Root is on /dev/md0. The system was able to boot because it has kernel-level raid autoconfiguration but I had to mount /dev/md1 manually because the device node had been missing until I created it...

What should I do/examine? I do not want to update the kernel and udev and reboot the system again just to find it in the same unusable state.Last edited by selig on Sun Aug 28, 2011 10:02 pm; edited 1 time in total

----------

## redagadir

most probably udev didn't start, or if the problem is only related to /dev/md*, this means mdadm didn't do the scan at startup.

could you check with both?Last edited by redagadir on Wed Dec 21, 2011 9:12 am; edited 1 time in total

----------

## selig

Well, udev is running fine.

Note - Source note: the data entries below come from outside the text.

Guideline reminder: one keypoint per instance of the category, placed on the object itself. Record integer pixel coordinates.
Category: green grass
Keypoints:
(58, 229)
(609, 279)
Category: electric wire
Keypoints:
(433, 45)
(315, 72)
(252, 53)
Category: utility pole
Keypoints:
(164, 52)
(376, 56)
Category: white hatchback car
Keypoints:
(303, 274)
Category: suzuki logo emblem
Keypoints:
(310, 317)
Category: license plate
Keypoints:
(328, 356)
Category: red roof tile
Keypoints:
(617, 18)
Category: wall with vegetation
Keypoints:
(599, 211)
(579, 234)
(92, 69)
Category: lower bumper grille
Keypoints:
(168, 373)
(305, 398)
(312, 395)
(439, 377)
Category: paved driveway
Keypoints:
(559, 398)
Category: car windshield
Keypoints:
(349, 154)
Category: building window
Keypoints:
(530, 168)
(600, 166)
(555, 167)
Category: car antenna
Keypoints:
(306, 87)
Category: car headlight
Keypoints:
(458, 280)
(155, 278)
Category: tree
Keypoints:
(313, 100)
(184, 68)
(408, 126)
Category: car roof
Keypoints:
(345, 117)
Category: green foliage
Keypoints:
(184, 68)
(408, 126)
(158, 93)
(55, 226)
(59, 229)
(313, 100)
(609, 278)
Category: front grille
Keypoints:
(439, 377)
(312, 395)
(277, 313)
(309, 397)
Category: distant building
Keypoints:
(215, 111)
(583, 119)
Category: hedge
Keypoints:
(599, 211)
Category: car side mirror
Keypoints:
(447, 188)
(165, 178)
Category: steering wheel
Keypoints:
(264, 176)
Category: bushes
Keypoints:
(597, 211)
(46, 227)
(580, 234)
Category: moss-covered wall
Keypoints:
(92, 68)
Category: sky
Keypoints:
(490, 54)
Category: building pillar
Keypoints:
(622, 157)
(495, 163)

And those raid arrays are automatically started during the kernel boot process (root is on one of them). Maybe it is really because of the old versions? I will have to reboot the server in a couple of days so I guess I will see what happens after I upgrade kernel and udev.

----------

## VoidMage

Well, in the migration guide, the need to add lvm/mdraid to boot, if  you use them is mentioned.

Also, the changes in kernel module loading might be relevant.

But udev might just be pretending to run - there's i.e. CONFIG_SYSFS_DEPRECATED issue.

----------

## selig

Updating udev and kernel to recent versions and making sure udev does not complain about any kernel options helped.

----------

## dtlgc

Did you find a solution to this?

Having similar problem...

fdisk -l returns nothing....

looking in dev all devices are listed

>>>>>>>>>>>>

rebuilt kernel from this advice:

# mdadm --detail --scan >> /etc/mdadm.conf 

# genkernel --mdadm --mdadm-config=/etc/mdadm.conf ramdisk 

from here: https://forums.gentoo.org/viewtopic-t-881795-start-0.html

can now see devices with fdisk

>>>>>>>>>>>>

----------

## selig

It seemed to be an issue with a deprecated kernel configuration option being turned on - and because of that, udev (which I had updated) did not work correctly. I turned all deprecated options off, updated the kernel and it started working again. However, I am not using genkernel, I am using hardened-sources. I can post my functional .config if it helps you.

----------

## dtlgc

That .config might be nice to review - I am also using hardened-sources

----------

## selig

Here you go: http://pastebin.com/6Zsjgx2D, I hope it helps!

----------